Iran fired 9 ballistic missiles and 33 drones at the United Arab Emirates overnight Friday into Saturday 1. All 42 were intercepted. But interception is not immunity: debris from one shootdown ignited a fire at Fujairah's bunkering hub, one of the world's largest ship refuelling stations, handling roughly a quarter of global bunkering volume. Separately, a Dubai building facade was struck; no injuries were reported 2.
The IRGC declared US interests in the UAE — ports, docks, and military installations — "legitimate targets" 3. That language extends the stated target set beyond Al Dhafra Air Base, which hosts US F-35s and aerial refuelling aircraft near Abu Dhabi, to the commercial infrastructure that is the foundation of the UAE's economic model. Dubai's Jebel Ali is the Middle East's largest port. Abu Dhabi's Khalifa Port handles growing volumes of trade with Asia. Declaring these facilities targetable because they service US logistics transforms the UAE's commercial identity into a military liability.

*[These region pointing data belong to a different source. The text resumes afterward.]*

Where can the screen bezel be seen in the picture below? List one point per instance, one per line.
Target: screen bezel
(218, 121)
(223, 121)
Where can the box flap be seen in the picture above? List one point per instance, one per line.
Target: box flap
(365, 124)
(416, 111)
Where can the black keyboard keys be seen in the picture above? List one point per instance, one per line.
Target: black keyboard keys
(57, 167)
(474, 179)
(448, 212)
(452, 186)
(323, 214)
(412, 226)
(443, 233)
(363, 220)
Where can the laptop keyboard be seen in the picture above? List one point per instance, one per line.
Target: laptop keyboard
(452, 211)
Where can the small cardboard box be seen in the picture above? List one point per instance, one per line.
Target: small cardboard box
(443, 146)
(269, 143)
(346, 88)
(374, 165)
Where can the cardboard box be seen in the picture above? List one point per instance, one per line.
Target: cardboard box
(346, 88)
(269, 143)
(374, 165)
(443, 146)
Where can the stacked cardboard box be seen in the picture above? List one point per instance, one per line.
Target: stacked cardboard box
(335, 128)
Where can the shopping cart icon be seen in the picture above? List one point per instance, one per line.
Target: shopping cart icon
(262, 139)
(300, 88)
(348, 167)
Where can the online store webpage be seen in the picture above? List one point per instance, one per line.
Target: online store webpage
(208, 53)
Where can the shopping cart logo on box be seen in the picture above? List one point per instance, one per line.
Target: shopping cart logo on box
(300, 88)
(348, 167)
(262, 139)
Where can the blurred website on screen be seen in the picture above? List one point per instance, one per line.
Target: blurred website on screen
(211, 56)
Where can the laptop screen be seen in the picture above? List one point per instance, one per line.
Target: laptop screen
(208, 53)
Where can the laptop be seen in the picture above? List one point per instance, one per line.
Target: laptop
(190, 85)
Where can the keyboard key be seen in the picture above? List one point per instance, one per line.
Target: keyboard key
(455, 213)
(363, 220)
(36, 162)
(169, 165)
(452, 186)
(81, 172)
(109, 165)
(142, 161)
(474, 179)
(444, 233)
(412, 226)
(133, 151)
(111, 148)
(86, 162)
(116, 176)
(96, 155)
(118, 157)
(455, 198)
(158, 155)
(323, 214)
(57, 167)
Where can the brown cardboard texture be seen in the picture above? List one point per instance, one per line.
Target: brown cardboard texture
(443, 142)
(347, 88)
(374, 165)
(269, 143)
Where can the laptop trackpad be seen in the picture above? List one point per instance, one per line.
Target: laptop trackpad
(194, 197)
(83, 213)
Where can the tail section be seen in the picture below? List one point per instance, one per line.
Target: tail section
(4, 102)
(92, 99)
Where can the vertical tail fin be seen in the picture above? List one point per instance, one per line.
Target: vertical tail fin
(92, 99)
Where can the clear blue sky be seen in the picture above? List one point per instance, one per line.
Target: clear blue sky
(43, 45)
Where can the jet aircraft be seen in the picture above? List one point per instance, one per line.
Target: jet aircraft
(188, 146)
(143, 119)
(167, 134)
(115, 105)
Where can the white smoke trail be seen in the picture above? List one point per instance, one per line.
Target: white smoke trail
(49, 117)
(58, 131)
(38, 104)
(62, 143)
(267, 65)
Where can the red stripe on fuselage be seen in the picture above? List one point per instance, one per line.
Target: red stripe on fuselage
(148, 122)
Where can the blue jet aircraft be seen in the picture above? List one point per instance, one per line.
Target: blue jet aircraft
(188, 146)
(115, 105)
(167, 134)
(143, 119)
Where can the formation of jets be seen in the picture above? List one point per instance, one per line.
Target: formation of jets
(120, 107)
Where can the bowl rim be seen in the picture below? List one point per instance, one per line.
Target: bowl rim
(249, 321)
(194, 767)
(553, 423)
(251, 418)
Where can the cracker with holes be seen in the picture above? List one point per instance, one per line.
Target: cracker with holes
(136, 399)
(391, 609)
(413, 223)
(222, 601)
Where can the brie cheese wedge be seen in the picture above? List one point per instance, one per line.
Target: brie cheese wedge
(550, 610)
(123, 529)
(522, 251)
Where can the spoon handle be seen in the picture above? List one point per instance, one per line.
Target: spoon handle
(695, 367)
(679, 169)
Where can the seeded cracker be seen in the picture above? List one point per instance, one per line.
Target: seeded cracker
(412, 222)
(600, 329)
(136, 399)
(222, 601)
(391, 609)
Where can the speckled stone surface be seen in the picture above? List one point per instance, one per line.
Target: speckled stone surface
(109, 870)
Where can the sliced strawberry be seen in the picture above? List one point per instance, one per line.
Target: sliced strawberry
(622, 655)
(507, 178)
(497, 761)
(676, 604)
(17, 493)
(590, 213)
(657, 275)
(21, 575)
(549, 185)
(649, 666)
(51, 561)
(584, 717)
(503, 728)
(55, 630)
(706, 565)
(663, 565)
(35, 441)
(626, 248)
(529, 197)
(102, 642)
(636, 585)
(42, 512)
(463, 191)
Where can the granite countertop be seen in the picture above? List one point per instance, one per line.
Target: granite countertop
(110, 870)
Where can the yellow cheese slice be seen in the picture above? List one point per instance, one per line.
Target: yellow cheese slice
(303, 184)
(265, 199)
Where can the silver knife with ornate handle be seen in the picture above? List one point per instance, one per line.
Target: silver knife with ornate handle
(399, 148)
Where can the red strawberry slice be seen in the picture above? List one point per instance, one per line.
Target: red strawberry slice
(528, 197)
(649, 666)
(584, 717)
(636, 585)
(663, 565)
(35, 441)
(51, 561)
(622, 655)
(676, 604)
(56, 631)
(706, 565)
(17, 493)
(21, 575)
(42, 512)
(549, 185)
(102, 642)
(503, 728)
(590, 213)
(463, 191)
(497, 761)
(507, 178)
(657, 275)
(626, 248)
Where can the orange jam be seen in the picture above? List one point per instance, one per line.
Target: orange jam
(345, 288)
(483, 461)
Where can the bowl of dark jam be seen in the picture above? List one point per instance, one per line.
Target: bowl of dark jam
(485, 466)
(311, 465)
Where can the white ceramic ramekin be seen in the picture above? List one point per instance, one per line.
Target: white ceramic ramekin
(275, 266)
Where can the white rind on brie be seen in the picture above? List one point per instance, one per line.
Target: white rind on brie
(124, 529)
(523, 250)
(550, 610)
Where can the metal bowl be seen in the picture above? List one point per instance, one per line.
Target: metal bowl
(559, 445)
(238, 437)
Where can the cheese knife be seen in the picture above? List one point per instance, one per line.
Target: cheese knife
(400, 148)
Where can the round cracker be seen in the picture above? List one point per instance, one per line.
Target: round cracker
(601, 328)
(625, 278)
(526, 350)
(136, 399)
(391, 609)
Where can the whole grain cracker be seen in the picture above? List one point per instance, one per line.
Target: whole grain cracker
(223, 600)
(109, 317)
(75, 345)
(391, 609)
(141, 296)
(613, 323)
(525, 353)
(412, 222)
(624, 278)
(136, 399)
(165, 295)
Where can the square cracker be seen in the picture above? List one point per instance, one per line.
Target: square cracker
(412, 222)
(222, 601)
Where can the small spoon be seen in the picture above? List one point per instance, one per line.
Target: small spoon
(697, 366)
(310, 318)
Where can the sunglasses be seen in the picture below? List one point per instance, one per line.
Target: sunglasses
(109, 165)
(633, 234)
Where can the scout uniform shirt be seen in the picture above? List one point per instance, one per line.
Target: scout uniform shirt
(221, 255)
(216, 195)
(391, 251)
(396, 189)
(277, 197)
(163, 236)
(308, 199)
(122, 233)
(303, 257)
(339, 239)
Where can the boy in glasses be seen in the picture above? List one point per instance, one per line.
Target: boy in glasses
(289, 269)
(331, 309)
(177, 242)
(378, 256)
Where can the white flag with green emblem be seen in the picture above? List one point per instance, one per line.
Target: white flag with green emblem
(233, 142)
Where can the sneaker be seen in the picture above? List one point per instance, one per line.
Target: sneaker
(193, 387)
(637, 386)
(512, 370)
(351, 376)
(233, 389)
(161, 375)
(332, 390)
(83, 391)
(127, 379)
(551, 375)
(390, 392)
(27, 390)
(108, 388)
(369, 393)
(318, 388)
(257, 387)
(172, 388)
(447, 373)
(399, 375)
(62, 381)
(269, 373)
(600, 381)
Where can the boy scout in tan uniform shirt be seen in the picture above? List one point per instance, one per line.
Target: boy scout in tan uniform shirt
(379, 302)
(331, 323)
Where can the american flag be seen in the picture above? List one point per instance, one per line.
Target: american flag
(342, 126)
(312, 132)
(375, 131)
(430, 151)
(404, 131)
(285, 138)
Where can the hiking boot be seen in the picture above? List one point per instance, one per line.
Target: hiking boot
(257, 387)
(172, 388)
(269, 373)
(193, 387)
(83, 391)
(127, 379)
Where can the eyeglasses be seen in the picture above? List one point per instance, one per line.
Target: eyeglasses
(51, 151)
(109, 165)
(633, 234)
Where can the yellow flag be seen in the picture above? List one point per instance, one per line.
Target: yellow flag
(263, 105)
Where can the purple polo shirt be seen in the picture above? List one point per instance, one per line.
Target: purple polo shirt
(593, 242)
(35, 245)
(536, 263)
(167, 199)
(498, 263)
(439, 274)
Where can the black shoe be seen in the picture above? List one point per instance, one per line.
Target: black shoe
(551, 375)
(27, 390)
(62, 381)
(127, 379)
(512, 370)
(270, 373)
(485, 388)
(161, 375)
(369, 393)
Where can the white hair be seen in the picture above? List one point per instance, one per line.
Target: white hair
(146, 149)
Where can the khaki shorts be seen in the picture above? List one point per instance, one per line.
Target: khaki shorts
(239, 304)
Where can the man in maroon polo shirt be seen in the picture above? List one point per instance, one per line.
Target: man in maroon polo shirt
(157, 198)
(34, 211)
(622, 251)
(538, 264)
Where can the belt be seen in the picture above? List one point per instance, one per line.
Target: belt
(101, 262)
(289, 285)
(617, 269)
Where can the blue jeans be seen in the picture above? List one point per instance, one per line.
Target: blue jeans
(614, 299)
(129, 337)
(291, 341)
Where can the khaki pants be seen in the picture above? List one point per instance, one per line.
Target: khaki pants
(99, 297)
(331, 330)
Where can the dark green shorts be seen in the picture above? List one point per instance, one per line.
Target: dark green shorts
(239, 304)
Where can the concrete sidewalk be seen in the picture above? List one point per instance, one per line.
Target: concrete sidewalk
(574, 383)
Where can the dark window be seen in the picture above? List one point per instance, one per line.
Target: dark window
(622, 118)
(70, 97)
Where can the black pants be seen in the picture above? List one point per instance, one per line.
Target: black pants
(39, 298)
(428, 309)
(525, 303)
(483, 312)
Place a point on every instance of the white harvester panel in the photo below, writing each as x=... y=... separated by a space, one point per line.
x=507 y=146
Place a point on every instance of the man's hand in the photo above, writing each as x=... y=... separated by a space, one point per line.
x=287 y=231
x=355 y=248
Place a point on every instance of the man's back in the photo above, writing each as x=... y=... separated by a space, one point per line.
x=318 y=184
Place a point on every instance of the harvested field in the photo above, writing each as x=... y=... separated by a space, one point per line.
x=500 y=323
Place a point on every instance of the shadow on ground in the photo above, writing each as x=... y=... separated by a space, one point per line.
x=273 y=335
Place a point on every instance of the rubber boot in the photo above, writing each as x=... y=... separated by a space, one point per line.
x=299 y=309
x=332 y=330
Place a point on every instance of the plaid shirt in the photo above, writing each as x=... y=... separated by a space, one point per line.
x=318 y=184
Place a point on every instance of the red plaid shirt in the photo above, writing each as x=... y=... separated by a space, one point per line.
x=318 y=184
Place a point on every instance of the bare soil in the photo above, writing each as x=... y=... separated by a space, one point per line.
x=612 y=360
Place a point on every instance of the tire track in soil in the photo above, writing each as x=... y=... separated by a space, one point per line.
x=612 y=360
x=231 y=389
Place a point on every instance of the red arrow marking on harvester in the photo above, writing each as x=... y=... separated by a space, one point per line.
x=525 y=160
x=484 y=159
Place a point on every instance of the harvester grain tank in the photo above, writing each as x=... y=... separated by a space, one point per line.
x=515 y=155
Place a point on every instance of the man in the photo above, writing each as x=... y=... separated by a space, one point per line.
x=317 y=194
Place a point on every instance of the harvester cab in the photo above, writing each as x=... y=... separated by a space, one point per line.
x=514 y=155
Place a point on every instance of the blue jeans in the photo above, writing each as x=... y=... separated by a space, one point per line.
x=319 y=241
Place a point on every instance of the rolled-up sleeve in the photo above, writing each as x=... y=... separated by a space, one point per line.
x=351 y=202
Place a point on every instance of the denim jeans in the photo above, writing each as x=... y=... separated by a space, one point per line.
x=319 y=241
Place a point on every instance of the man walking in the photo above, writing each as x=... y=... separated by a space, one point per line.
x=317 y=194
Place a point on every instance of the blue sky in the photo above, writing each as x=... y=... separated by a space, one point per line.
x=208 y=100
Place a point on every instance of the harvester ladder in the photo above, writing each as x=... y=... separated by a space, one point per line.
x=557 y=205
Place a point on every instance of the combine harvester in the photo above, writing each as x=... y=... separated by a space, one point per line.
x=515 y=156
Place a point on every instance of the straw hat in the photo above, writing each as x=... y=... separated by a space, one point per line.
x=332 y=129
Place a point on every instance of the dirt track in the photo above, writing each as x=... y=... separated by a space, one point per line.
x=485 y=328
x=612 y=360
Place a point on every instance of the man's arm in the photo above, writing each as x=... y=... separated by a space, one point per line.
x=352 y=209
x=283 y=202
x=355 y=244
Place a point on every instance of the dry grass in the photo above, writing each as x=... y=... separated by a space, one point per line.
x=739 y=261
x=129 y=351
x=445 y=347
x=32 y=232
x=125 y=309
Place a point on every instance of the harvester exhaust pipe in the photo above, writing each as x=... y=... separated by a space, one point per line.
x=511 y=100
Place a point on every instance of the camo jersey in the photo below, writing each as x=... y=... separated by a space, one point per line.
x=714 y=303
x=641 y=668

The UAE's interception performance reflects investments accelerated after Houthi drone and missile attacks struck Abu Dhabi in January 2022, killing three workers and prompting an urgent expansion of THAAD and Patriot coverage. The cumulative Gulf air-defence tally now exceeds 3,100 Iranian missiles and drones intercepted since 28 February . But the Fujairah fire illustrates a problem that interception rates alone cannot capture: a bunkering hub does not need a direct hit to suffer disruption. Falling debris, shrapnel, and secondary fires from successful intercepts can damage exactly the kind of exposed fuel infrastructure that Fujairah concentrates in a small coastal area. The UN Security Council resolution condemning attacks on Gulf states passed 13-0-2 four days earlier . Iranian Foreign Minister Araghchi's response on Saturday was to call on neighbouring states to "expel foreign aggressors" 4 — making the political demand that the military pressure is designed to enforce.